Caspian stares at the man he came to kill, a man imprisoned by his command, a man who deserves nothing but the sharp end of a blade, and he feels… he feels…

He feels nothing.

Doctor Cornelius takes him by the shoulders, leaving Caspian's sword arm free.

He could do it. So easily, he could kill.

Above him, the minotaurs exchange an uneasy glance.

"Caspian, you have been given a great destiny." Without warning, Doctor Cornelius' fingers sink into his shoulders, bruising muscle and skin. "Do not squander it."

You are a noble contradiction, my prince. Telmarine by blood, Narnian by heart. You are the only one who can bring peace.

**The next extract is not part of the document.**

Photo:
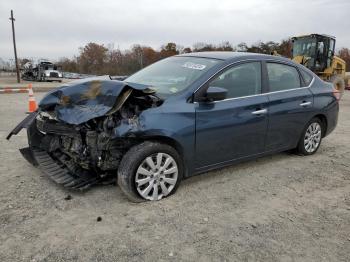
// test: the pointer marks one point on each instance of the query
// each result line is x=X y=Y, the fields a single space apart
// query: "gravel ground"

Caspian clenches his jaw. Whose peace? Certainly not his own. Narnia's peace, then, to which he is nothing but a servant, bound to a destiny he never asked for and a crown that has cost him everything.

Narnia is all he has left.

The Kings and Queens have left, and Aslan has vanished again.

Perhaps he is all Narnia has left, too.

Killing is not the only way.

Caspian's sword lowers. His voice scratches like claws on stone.

"Return him to his cell."

Caspian pushes past Doctor Cornelius and leaves the dungeon and all its temptations behind.

He needs another drink.


The world is still foggy as Caspian waves off the bridge guards' concerns. The sounds of a sleeping city float into Caspian's ears like water - his boots on cobblestones, a hooting owl, humming crickets and cicadas, the occasional hiss of alley cats, wind-rattled shutters. A breeze stirs Caspian's hair, crisper than these months of summer, drying his sweaty brow as he drags an axe through the street. Autumn is fast approaching, that death of warmth and sunlight in exchange for blustery days and ever-colder nights.

For the first time, Caspian returns to the place he lost her.

The twisted oak that took her towers above the empty city square, leaves rustling as wind from the mountains disturbs its branches.

The axe is an unfamiliar weight in Caspian's hands as he climbs the three stairs, his boot catching on the last step. Caspian stumbles, rebalances, and stares at the tree. Ghostly creaking stirs in his memory, mocking. A reminder of how close he was, Addie's sleeve in his hand, so close, almost stopped her.

Almost.

Almost.

How sick he is of almost.

Is she happy in England? Has she found her parents?

Has this cruel, sudden ending been worth it for her, at least?

He… hopes it has. It must be, or there is nothing to make this loss worth it. He hopes this has hurt her less than it has hurt him. Hopes she, at least, is free of this choking heartbreak.

Addie must be happy - he needs her to be happy with her parents, because he has lost her to them and it is entirely his own fault.

Caspian grips the axe tighter, its rough wooden handle threatening his palm with splinters.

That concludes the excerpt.